Sims 4 Jiggle Mod
Hi people,:!: No this isn't some ranty post about why EA didn't choose to make the Sims 4 realistic graphically.:deal: So if you came here to talk about that: go home (or make a new thread):giggler::!::new: I'm talking about physics.:new:While we all hated it at school, physics plays a part in almost every 3D game. Sims 4 is above average when you look at floating trees (Minecraft), but take a look at ultra realistic physics engines such as in the Next Car Game.What I think we need for the Sims 4 is a compromise. Does anybody else feel that hair is too inanimate? Look at TressFx in Tomb Raider, for instance.
Sep 28, 2017 Created for: The Sims 4. Smooth bone assignment. Ambient occlusion. 22colors + 6 ombre options. Works with hats. Comes with custom thumbnail. Transparency issues- very little. Do not forget to update your game, turn off laptop mode and put sims detail settings to very high;) U can also check my graphic settings on the fallowing link for more help. In video games, breast physics or jiggle physics are a feature that makes a female character's breasts bounce when she moves, sometimes in an exaggerated or unnatural manner. 1 History; 2 Technology; 3 Unnatural breast physics; 4 Breast physics in.
Why can't we have something like that? Hair that flows, responds to movements of the character and the wind. It's not just hair, either, clothes such as skirts, T-shirts, anything moves when we do (irl).
For those of us that can afford to run these types of graphics, it would certainly be an enhancement, don't you think? Also, you can add physics to bodies too. And yes, I'm talking boob physics and fat stomach wobbles and stuff like that. Despite how some of these things can feel as if EA is trying to sell the game to its audience through erotic content, such as breast movements, it still add that extra level of realism to the game, without detracting from the Sims unique graphics style.

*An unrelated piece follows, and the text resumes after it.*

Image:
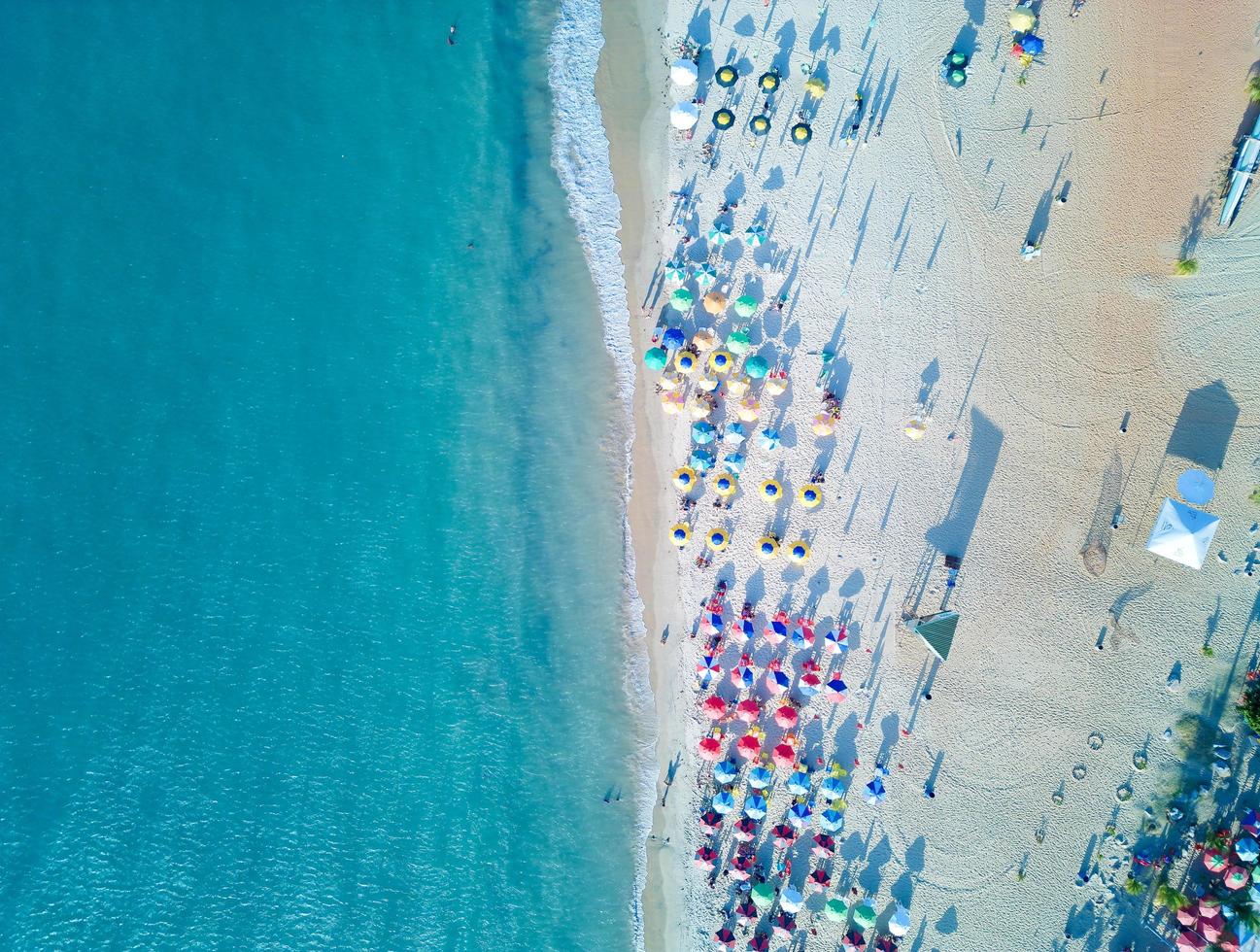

EDIT: This would be an toggle-able option for lower end machinesAnyone got any thoughts on this? Who wants to see this add/modded?Lynda:bunny.
We had hair in motion in Sims 2, they dropped it for Sims 3, made it even worse for Sims 4. We've never had moving clothing, but I think Sims 4 has the worst clipping and plasticy clothing in game since Sims 1. EA has established that they are back tracking and are unconcerned with progress in that area. Jiggling bodies? Certainly that won't be on the table ever given EA's mindset.
I think someone did something like that for sims 2 if I'm not mistaken, maybe it's possible, but I don't care that much. I would like to have hair and clothing with movement though. Are you insane, that would make the game virtually unplayable on every system on earth lol.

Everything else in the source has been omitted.